O governante foi enterrado com joias, cerâmicas e oferendas de cobre e ouro, além de oito pessoas ao seu redor: três mulheres, um comandante, um vigia, um guardião, um porta-estandarte e uma criança. Ele também estava sepultado com duas lhamas e um cachorro.
O entendimento é que os membros da corte que acompanham o Senhor de Sipán em seu túmulo foram alvos de sacrifícios em sua homenagem.
Parte desses achados está no Museu das Tumbas Reais de Sipán, que fica em Lambayeque, a cerca de 20 minutos de carro do centro de Chiclayo.
A descoberta transformou o entendimento dessa civilização e é considerada uma das maiores revelações da arqueologia moderna. A equipe de Alva encontrou a tumba intacta, algo raro na região, onde diversas tumbas já tinham sido saqueadas.
As escavações revelaram um acervo de oferendas com mais de mil peças de cerâmica. O sarcófago real continha cerca de 500 objetos ornamentais, incluindo uma coroa.
A importância também está na descoberta de como os moche usavam materiais como metais preciosos, conchas e pedras semipreciosas. Alguns dos destaques da coleção são colares e brincos usados pelo soberano, que misturam ouro, conchas e pedras marinhas.
Outras peças retratam uma visão de mundo particular dos moche, com representações de figuras humanas, divindades, seres mitológicos e cenas de rituais e batalhas. Em um dos conjuntos expostos do museu, o ciclo da vida é retratado por diferentes esculturas, desde a concepção até o pós-morte.
A cultura moche, também chamada de mochica, abrangeu os vales de Chicama e Trujillo. Ela se estendeu do vale Huarmey, ao sul, até o vale Piura, ao norte, influenciando até as ilhas Chincha. Esse povo desapareceu mil anos antes do domínio inca.
Segundo a Enciclopédia de História Mundial, a capital, que também se chamava Moche, foi construída ao pé do Cerro Blanco e ocupava uma área de 300 hectares. Continha espaços urbanos, praças, armazéns e monumentos -entre os quais duas grandes pirâmides, que ficam próximas de onde está a cidade de Trujillo.
A maior delas, Huaca del Sol, foi erguida com 140 milhões de tijolos; a menor, Huaca de la Luna, com 50 milhões de tijolos. Os conquistadores espanhóis, ao desviar o rio Moche, danificaram a Huaca del Sol e saquearam as tumbas.
As construções ao redor incluíam residências grandes e campos organizados. A agricultura se beneficiava de um sistema avançado de irrigação. As descobertas mostram a relação da religião com a vida cotidiana e desastres ambientais, além do papel importante das mulheres em cerimônias religiosas.
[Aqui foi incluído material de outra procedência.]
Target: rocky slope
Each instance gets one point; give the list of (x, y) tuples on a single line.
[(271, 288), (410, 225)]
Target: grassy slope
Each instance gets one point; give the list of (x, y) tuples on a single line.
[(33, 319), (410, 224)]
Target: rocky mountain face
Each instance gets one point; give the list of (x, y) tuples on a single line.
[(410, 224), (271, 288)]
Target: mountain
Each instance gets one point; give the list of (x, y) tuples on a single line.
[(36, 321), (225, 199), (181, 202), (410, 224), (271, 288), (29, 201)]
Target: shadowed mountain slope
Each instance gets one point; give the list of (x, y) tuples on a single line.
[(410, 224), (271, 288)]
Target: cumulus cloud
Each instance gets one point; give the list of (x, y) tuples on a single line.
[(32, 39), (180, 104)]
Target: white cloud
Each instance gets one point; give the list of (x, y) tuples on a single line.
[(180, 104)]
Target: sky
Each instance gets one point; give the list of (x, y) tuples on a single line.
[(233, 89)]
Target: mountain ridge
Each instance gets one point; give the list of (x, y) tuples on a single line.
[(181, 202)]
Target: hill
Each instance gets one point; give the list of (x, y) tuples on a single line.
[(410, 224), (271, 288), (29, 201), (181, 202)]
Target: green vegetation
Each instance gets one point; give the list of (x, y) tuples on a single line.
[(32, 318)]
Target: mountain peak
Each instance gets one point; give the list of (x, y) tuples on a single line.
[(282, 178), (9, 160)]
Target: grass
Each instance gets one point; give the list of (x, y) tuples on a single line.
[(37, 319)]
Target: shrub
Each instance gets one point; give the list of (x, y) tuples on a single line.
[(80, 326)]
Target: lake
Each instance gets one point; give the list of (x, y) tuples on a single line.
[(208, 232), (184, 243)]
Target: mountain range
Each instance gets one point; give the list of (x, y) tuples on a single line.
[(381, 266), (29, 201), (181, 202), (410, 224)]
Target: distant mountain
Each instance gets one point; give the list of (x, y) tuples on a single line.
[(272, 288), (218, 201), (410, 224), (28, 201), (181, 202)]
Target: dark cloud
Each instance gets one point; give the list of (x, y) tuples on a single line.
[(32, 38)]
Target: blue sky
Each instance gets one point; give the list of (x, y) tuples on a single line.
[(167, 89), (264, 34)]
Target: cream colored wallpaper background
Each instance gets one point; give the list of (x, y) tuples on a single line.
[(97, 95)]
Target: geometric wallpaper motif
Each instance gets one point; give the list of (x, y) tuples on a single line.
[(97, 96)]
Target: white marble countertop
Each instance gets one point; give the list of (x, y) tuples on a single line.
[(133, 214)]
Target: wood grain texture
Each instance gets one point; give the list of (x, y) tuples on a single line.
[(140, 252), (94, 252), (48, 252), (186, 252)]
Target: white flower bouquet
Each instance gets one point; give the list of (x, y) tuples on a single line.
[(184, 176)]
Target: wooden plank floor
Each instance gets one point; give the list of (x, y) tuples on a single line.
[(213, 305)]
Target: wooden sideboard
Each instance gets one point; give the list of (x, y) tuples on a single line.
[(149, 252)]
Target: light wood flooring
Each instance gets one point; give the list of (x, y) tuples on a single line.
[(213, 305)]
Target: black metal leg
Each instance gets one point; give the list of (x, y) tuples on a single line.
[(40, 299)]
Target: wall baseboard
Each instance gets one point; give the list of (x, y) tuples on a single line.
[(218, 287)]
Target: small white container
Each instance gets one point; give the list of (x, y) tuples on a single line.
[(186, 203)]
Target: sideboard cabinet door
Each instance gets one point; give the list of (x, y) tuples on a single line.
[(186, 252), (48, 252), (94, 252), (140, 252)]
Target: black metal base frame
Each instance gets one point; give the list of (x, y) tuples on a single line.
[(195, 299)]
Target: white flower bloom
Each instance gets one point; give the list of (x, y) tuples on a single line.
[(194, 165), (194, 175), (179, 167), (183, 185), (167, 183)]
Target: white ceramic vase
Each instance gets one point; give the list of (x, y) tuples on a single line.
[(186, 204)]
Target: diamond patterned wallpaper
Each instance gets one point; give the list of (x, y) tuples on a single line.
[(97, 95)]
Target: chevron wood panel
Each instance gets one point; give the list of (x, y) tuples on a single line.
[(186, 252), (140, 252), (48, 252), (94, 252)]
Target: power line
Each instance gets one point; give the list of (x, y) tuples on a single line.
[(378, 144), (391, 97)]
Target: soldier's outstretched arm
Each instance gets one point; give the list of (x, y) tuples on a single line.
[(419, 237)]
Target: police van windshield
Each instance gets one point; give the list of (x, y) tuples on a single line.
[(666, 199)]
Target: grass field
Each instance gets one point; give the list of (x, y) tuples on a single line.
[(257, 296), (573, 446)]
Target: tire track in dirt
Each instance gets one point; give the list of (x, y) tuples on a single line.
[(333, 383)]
A religião moche foi influenciada pelas culturas chavin e chimu e, embora o conhecimento sobre o panteão de divindades seja incompleto, os destaques são Aiapaec (o deus criador) e Si (a deusa da lua).
Sacrifícios humanos eram oferecidos para apaziguar o deus, especialmente de prisioneiros de guerra, e a arte moche é frequentemente adornada pela imagem de Aiapaec e representações de sacrifícios.
As autoridades peruanas agora contam com o turismo que a escolha do novo papa deve gerar na região para também promover os locais de visitação da cultura moche.